The Russian elephant in the room
The biggest factor working against Georgiev staying in New York long-term is more than 4200 miles away in the Kontinental Hockey League of Russia. The Rangers drafted goaltender Igor Shestyorkin in the fourth round of the 2014 draft as a 17-year-old and he’s since gone on to dominate the KHL behind the most consistent team in the league.
In his three years as SKA St.Petersburg’s starter, Shestyorkin has averaged 31 starts, with 23 wins, a .939 save percentage and 1.51 goals against average. With the context of a KHL point being roughly 74 percent of a point in the NHL that still puts the Russian backstop in the upper echelon of the NHL.
Of course, the Russian league’s style of play is more skill based, played on a larger surface and extremely top heavy so those numbers even adjusted should be taken with a grain of salt. However, as both Talbot and Raanta proved, given time, Benoit Allaire, the Rangers’ goaltending coach, can turn water into wine.
Since the Rangers’ front office used a fourth-round pick on Shestyorkin it will value him more highly than Georgiev who was an amateur contract signing out of the Finnish league.
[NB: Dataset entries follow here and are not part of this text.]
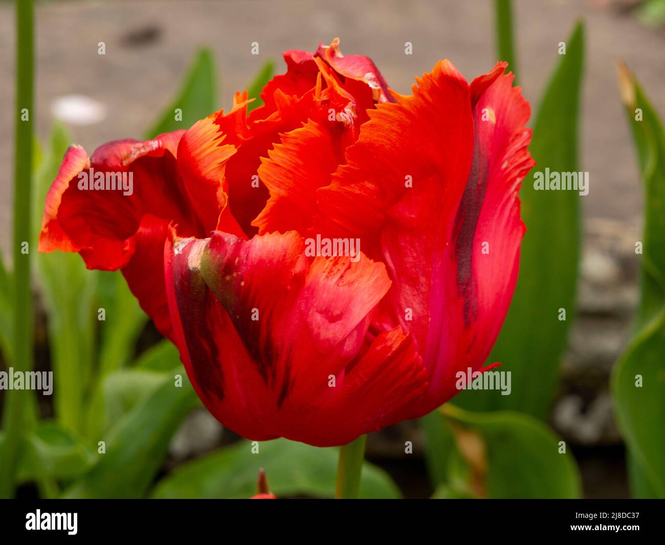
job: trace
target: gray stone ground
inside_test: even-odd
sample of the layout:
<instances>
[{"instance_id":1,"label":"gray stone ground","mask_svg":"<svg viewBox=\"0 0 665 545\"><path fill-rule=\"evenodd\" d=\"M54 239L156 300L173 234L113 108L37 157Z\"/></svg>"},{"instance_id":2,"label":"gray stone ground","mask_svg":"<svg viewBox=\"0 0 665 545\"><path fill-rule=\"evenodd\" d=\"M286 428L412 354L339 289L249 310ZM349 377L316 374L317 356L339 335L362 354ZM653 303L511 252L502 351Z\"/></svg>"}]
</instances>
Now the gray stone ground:
<instances>
[{"instance_id":1,"label":"gray stone ground","mask_svg":"<svg viewBox=\"0 0 665 545\"><path fill-rule=\"evenodd\" d=\"M641 27L608 3L515 2L519 79L534 109L558 60L559 42L565 41L578 18L587 24L581 158L583 168L591 173L591 191L583 200L586 246L580 308L553 423L573 444L594 447L618 443L607 379L627 338L636 298L633 248L639 240L641 188L616 91L616 58L625 59L636 73L665 117L665 34ZM279 59L289 49L313 49L336 36L344 53L370 56L401 92L408 92L414 77L443 57L470 80L496 60L493 25L492 3L485 0L41 2L37 127L43 137L55 98L81 94L100 101L108 112L100 123L70 128L75 142L88 152L109 140L140 138L169 102L200 45L216 53L226 106L233 92L244 89L267 58ZM97 53L99 41L106 44L105 56ZM260 45L259 56L250 54L253 41ZM406 41L413 43L412 55L404 55ZM0 232L5 236L0 237L0 249L5 254L11 214L14 42L13 7L3 2ZM385 453L384 443L391 437L370 441L370 450ZM186 452L178 456L182 455ZM583 466L587 494L625 494L622 478L606 484L616 467Z\"/></svg>"}]
</instances>

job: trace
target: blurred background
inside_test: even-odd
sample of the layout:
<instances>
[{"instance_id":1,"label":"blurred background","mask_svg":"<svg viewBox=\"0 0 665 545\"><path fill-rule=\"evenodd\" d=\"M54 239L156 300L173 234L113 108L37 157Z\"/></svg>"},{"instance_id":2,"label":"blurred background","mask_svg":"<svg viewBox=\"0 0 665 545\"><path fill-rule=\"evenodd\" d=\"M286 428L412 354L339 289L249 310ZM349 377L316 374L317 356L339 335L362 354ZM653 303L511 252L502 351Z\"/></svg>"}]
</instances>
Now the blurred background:
<instances>
[{"instance_id":1,"label":"blurred background","mask_svg":"<svg viewBox=\"0 0 665 545\"><path fill-rule=\"evenodd\" d=\"M513 3L519 85L533 108L558 60L559 43L576 20L586 23L579 162L580 170L590 172L591 190L581 199L584 240L577 316L549 423L572 449L584 495L592 498L628 495L624 448L608 384L637 305L634 248L640 240L642 190L617 91L615 61L626 61L656 109L665 114L665 9L662 2L647 3L651 5L626 0ZM13 12L12 3L0 2L0 232L5 234L11 218ZM429 71L439 59L450 59L469 81L497 60L493 3L484 0L58 0L37 3L35 23L39 136L46 138L54 117L60 118L73 142L88 153L108 140L141 138L172 100L201 45L215 52L220 102L225 107L268 59L276 61L275 73L281 73L282 51L314 51L319 42L329 43L338 36L343 53L370 57L388 85L405 94L414 76ZM98 54L101 41L105 55ZM412 55L404 55L407 41L413 44ZM251 54L252 42L259 43L259 55ZM10 245L9 236L0 237L5 262ZM39 299L36 305L35 367L47 369L47 317ZM158 339L148 324L136 353ZM48 400L41 410L53 414ZM197 409L171 441L161 470L236 439ZM406 441L414 442L413 455L404 454ZM387 470L407 497L426 497L432 491L418 454L421 441L418 427L410 422L368 438L368 459ZM31 494L29 486L23 493Z\"/></svg>"}]
</instances>

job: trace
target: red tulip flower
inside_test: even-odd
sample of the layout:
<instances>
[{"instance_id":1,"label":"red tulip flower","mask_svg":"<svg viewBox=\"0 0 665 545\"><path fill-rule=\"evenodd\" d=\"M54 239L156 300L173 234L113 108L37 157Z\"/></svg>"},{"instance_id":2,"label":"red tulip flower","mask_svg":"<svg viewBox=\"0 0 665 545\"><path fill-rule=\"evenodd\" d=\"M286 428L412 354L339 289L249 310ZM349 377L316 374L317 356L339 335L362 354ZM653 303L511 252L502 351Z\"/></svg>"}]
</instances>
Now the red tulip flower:
<instances>
[{"instance_id":1,"label":"red tulip flower","mask_svg":"<svg viewBox=\"0 0 665 545\"><path fill-rule=\"evenodd\" d=\"M436 409L517 277L533 162L506 63L469 85L442 61L402 95L338 46L285 53L249 114L237 93L186 131L70 148L47 198L40 250L122 270L249 439L341 445Z\"/></svg>"}]
</instances>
Think of it as the difference between Tony DeAngelo and Neal Pionk. Although both are in the NHL one was a free agent out of college (Pionk) and one was a draft pick (DeAngelo.)
Given that the free agent was just a matter of having cap space available they are inherently less valuable and given less rope than a draft pick. It’s also why a former first-round pick will get an almost infinite number of chances to get their career on path whereas a free agent will end up in the ECHL if they can’t figure it out.